Dated at Masindi this **4 th** day of **March,** 2022.

**Byaruhanga Jesse Rugyema JUDGE**

#### **SENTENCE**

- [1] The accused person has been convicted of a very serious offence of murder that carries a maximum sentence of death. - [2] The convict is a first offender who murdered his wife. There is nothing on record as regards whether the couple had children. The convict is however aged 50 years and has been on remand since 17/2/2015. It is of course shocking that the deceased had to meet her death in the hands of her husband, the accused. This goes into domestic violence cases which becomes an aggravating factor. The convict killed his wife by manual strangulation! - [3] It is now trite that court may only pass a sentence of death in exceptional circumstances, ie the rarest of rare cases, where the alternative of life imprisonment or other custodial sentence is clearly inadequate.
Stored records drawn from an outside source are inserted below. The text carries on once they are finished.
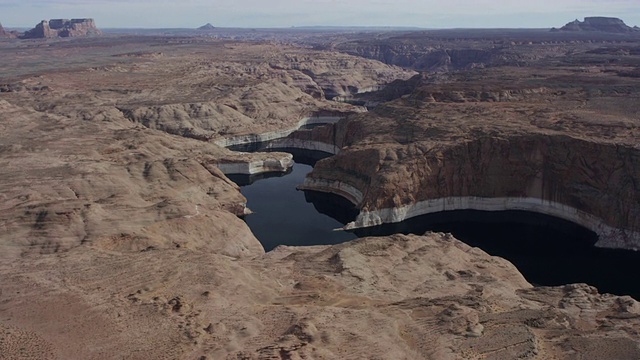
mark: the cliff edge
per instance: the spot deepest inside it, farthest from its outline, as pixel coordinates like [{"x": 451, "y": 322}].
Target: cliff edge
[
  {"x": 599, "y": 23},
  {"x": 62, "y": 28}
]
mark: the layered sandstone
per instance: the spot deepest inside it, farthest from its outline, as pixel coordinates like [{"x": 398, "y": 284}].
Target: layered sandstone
[
  {"x": 518, "y": 146},
  {"x": 424, "y": 297},
  {"x": 62, "y": 28},
  {"x": 598, "y": 23},
  {"x": 121, "y": 238}
]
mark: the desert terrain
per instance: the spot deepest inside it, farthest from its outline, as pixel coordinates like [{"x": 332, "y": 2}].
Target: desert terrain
[{"x": 121, "y": 236}]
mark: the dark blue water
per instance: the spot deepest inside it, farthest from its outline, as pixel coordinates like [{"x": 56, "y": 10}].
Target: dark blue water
[
  {"x": 282, "y": 215},
  {"x": 546, "y": 250}
]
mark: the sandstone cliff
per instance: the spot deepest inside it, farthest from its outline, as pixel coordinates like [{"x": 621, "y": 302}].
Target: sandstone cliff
[
  {"x": 121, "y": 240},
  {"x": 445, "y": 147},
  {"x": 598, "y": 23},
  {"x": 207, "y": 27},
  {"x": 62, "y": 28}
]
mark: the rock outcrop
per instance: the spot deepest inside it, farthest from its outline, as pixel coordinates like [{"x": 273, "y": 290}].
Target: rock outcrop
[
  {"x": 62, "y": 28},
  {"x": 598, "y": 23},
  {"x": 119, "y": 238},
  {"x": 465, "y": 145},
  {"x": 207, "y": 27}
]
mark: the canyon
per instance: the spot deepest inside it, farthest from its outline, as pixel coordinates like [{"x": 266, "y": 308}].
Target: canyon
[{"x": 121, "y": 235}]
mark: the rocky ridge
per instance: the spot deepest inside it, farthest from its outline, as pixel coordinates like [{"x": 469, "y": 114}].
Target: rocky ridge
[
  {"x": 598, "y": 23},
  {"x": 119, "y": 237},
  {"x": 207, "y": 26},
  {"x": 55, "y": 28},
  {"x": 441, "y": 147}
]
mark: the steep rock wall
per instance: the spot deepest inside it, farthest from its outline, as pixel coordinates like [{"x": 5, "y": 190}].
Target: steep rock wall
[
  {"x": 62, "y": 28},
  {"x": 589, "y": 183}
]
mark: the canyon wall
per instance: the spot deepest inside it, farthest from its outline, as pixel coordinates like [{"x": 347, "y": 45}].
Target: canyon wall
[
  {"x": 62, "y": 28},
  {"x": 584, "y": 182}
]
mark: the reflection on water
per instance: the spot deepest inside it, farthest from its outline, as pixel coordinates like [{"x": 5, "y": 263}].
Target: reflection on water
[
  {"x": 547, "y": 250},
  {"x": 282, "y": 216}
]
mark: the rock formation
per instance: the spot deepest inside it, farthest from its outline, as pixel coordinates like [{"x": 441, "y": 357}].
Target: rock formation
[
  {"x": 62, "y": 28},
  {"x": 120, "y": 236},
  {"x": 598, "y": 23},
  {"x": 207, "y": 27},
  {"x": 443, "y": 147}
]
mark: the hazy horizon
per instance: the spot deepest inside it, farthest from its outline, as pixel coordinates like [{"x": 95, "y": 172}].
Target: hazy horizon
[{"x": 287, "y": 13}]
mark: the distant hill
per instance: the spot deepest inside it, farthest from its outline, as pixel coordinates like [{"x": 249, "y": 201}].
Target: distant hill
[
  {"x": 599, "y": 23},
  {"x": 207, "y": 26}
]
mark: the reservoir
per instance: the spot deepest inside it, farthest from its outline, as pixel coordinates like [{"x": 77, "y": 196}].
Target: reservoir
[{"x": 548, "y": 251}]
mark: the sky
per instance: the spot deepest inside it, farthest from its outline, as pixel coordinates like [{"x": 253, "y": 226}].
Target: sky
[{"x": 287, "y": 13}]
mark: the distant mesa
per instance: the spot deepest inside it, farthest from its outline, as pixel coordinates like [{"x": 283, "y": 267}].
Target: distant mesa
[
  {"x": 56, "y": 28},
  {"x": 599, "y": 23},
  {"x": 6, "y": 34},
  {"x": 207, "y": 26}
]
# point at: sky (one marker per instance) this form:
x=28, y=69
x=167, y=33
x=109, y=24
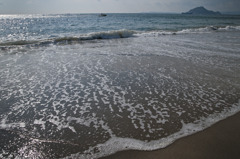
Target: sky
x=113, y=6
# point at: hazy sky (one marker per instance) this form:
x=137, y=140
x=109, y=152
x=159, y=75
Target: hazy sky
x=113, y=6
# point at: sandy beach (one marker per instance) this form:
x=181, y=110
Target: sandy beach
x=220, y=141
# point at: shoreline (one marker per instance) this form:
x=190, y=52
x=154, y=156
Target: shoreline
x=220, y=141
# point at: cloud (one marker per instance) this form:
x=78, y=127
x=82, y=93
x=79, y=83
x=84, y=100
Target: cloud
x=97, y=6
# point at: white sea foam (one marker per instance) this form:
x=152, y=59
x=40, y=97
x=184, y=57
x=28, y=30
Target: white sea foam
x=116, y=144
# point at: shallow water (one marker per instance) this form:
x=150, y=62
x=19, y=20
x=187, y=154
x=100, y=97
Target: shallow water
x=90, y=98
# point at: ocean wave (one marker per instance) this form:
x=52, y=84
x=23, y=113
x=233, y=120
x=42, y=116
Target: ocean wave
x=209, y=29
x=116, y=144
x=114, y=34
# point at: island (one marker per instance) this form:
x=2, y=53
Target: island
x=201, y=11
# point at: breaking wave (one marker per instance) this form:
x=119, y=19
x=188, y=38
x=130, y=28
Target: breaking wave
x=114, y=34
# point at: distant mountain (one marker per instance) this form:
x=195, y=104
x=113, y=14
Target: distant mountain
x=201, y=11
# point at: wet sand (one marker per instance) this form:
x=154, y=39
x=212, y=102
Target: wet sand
x=220, y=141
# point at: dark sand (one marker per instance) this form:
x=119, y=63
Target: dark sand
x=220, y=141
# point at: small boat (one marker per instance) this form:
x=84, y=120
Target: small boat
x=102, y=15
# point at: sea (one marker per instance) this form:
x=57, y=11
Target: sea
x=86, y=86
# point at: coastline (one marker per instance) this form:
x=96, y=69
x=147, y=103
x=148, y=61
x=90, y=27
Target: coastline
x=220, y=141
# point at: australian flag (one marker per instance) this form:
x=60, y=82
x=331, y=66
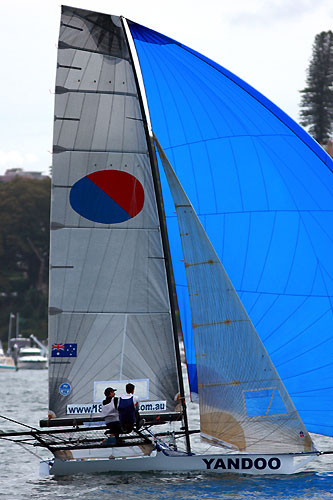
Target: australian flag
x=64, y=350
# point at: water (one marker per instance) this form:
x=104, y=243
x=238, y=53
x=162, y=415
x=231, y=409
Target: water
x=24, y=397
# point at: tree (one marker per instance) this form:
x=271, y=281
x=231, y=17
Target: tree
x=24, y=251
x=317, y=97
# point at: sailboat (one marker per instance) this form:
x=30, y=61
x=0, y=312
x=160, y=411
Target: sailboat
x=185, y=207
x=6, y=362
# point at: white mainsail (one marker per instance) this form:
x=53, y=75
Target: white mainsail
x=242, y=400
x=109, y=304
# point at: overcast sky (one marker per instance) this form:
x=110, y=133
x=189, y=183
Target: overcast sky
x=268, y=43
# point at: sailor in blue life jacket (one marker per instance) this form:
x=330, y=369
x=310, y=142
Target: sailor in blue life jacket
x=110, y=412
x=128, y=408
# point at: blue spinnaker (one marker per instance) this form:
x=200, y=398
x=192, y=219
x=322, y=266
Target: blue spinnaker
x=263, y=190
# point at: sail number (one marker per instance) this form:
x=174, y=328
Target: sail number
x=259, y=463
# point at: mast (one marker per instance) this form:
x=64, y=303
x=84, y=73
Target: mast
x=164, y=235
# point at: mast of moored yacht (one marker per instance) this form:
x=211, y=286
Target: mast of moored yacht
x=164, y=235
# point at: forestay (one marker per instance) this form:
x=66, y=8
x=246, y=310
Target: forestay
x=263, y=190
x=241, y=397
x=109, y=305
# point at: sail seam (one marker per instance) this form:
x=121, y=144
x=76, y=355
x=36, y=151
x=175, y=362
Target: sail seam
x=65, y=46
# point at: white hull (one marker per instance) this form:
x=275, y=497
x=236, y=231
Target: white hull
x=219, y=464
x=5, y=368
x=32, y=365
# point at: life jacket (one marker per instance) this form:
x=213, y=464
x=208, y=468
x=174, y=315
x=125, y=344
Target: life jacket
x=108, y=401
x=127, y=414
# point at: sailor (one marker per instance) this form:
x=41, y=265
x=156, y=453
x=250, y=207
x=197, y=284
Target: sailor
x=128, y=408
x=110, y=412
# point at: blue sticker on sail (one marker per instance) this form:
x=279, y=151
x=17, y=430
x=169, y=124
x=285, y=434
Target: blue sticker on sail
x=65, y=389
x=107, y=196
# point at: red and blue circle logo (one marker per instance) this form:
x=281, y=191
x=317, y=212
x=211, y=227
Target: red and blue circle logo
x=107, y=196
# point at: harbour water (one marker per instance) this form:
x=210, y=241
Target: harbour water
x=23, y=397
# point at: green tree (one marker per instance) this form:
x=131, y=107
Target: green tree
x=317, y=97
x=24, y=251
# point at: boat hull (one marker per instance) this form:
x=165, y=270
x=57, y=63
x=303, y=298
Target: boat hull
x=217, y=464
x=32, y=365
x=5, y=368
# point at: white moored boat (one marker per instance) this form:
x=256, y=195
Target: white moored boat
x=165, y=165
x=6, y=362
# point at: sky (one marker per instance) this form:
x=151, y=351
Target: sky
x=267, y=43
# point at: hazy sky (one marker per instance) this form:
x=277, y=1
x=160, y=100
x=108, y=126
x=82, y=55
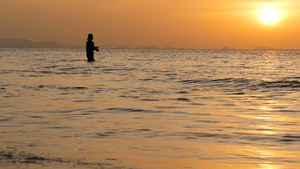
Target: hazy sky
x=178, y=23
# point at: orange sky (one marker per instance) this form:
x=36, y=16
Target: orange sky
x=178, y=23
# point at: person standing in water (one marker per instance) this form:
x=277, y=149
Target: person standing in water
x=90, y=47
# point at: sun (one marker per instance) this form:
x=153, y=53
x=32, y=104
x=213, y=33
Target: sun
x=269, y=16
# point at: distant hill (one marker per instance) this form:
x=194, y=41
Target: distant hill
x=25, y=43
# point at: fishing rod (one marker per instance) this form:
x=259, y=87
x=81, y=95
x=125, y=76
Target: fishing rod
x=105, y=45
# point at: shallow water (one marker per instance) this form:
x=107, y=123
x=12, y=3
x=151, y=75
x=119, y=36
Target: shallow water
x=150, y=109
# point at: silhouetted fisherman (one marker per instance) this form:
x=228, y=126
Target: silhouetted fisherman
x=90, y=47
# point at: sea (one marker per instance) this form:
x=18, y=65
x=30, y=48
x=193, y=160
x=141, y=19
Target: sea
x=149, y=109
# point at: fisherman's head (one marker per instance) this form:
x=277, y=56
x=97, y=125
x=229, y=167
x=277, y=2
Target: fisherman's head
x=90, y=37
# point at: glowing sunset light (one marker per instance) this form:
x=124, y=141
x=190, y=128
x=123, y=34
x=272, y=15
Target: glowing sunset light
x=270, y=14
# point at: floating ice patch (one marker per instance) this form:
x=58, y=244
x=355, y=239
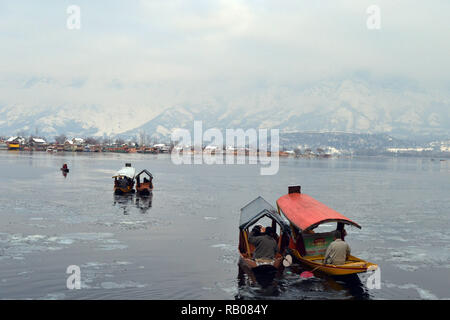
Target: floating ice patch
x=54, y=296
x=407, y=267
x=109, y=247
x=423, y=293
x=224, y=246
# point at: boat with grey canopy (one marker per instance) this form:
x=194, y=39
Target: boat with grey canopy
x=257, y=210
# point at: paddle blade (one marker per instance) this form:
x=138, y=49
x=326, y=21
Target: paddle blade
x=287, y=261
x=306, y=274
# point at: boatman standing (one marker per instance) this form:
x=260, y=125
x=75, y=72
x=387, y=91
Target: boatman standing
x=265, y=245
x=338, y=251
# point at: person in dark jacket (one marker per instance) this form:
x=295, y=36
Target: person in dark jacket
x=265, y=244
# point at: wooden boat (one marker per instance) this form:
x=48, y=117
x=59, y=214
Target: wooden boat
x=250, y=215
x=124, y=180
x=146, y=186
x=304, y=214
x=13, y=146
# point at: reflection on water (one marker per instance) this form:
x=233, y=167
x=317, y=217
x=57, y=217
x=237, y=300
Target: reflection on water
x=126, y=201
x=289, y=285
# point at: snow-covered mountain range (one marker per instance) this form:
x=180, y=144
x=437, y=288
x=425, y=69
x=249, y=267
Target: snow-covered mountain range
x=354, y=105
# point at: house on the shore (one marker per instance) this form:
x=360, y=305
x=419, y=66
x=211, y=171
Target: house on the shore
x=15, y=143
x=37, y=144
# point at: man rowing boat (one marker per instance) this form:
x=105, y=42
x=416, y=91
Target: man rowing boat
x=338, y=251
x=264, y=242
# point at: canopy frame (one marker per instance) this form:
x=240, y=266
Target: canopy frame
x=306, y=213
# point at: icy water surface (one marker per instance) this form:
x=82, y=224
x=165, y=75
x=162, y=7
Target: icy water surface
x=182, y=242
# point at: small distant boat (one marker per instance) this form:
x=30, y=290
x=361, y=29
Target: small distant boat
x=304, y=214
x=250, y=214
x=146, y=186
x=124, y=180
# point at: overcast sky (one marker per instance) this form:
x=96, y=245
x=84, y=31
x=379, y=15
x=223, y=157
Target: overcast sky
x=133, y=51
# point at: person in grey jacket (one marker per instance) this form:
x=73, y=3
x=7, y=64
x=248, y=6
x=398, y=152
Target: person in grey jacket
x=265, y=245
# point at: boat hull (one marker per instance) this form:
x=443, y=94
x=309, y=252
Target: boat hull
x=353, y=265
x=144, y=189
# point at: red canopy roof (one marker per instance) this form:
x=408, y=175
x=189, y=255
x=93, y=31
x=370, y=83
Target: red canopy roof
x=306, y=212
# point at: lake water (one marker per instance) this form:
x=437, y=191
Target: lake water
x=182, y=243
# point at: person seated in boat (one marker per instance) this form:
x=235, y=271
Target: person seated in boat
x=265, y=245
x=338, y=251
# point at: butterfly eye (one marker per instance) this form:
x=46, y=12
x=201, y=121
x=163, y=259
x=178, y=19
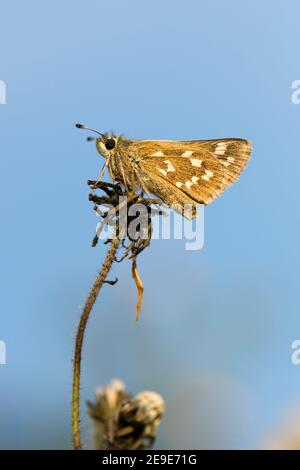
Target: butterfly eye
x=110, y=144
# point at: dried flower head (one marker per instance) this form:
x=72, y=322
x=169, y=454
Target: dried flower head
x=125, y=422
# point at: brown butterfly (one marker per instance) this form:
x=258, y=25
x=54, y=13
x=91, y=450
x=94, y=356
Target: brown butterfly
x=181, y=173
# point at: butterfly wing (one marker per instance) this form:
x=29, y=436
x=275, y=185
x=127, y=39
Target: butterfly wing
x=200, y=169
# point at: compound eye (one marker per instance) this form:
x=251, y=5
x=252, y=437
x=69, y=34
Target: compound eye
x=110, y=144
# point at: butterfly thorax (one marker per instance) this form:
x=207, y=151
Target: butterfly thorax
x=123, y=162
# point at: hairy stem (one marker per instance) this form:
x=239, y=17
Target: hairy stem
x=100, y=279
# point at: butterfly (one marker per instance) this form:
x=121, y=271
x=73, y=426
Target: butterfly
x=182, y=174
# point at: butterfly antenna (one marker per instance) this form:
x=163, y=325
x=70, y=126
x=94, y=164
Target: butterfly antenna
x=81, y=126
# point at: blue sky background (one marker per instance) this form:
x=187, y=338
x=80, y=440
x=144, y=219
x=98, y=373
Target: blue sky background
x=216, y=327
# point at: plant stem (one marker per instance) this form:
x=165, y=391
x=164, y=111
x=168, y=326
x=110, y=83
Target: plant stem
x=100, y=279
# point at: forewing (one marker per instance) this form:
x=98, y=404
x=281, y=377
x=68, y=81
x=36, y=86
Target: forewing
x=201, y=169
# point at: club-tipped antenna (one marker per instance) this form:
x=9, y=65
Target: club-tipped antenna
x=81, y=126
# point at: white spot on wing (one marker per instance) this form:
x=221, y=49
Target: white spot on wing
x=196, y=162
x=207, y=176
x=187, y=153
x=157, y=154
x=170, y=166
x=221, y=148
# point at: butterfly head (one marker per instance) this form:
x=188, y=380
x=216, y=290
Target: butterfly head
x=105, y=143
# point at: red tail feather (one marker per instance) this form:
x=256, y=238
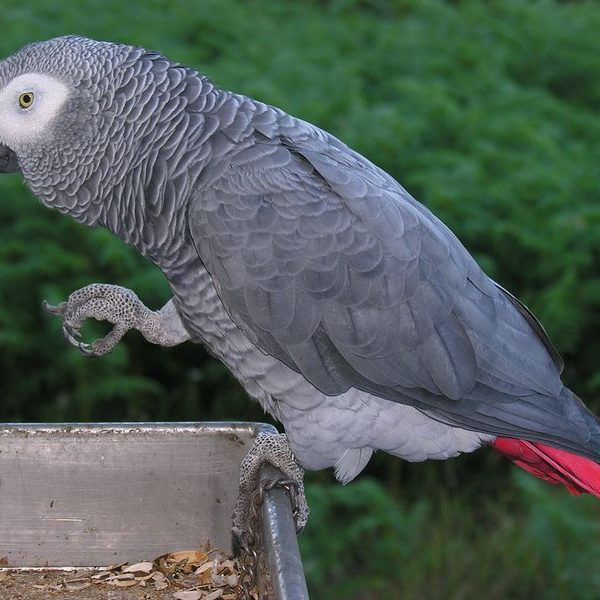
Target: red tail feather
x=576, y=473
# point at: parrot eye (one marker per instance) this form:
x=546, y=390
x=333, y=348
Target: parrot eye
x=26, y=99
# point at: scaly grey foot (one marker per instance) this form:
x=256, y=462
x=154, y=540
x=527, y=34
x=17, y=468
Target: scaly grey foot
x=124, y=310
x=274, y=449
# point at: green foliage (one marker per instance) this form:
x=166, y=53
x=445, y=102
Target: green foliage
x=446, y=547
x=485, y=111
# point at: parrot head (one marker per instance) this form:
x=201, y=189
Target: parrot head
x=58, y=115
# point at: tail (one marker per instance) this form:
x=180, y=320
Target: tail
x=576, y=473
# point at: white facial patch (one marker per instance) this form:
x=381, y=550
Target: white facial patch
x=20, y=125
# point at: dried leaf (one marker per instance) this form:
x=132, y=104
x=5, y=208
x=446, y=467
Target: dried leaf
x=189, y=595
x=123, y=583
x=76, y=588
x=190, y=556
x=205, y=567
x=143, y=567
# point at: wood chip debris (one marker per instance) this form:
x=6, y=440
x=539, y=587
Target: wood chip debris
x=206, y=574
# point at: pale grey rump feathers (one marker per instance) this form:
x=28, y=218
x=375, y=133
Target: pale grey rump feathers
x=322, y=260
It follows therefore, the death penalty may only be given where reform or rehabilitation is impossible; **Susan Kigula & Ors Vs A. G Constitutional Appeal No.3 of 2006.** - [4] In this case, the reform and rehabilitation of the convict is possible and it is apparent that the fact that the accused reported himself to police is a sign of regret and remorsefulness and therefore, he is capable of reforming. This is not a case of the rarest of the rare such as to persuade court to take the exceptional course of imposing the death sentence. - [5] As per the Sentencing Guidelines, the sentencing range for murder is from 30 Years imprisonment to death penalty upon consideration of the mitigating and aggravating factors. In the premises, upon considering the above mitigating and aggravating factors, I consider a **sentence of 30 years** as appropriate sentence for the convict. However, taking into account of the fact that the accused/convict has been on remand for a period of **7 years and 1 month,** he shall serve a sentence of **22 and 11 months**. Right of Appel explained.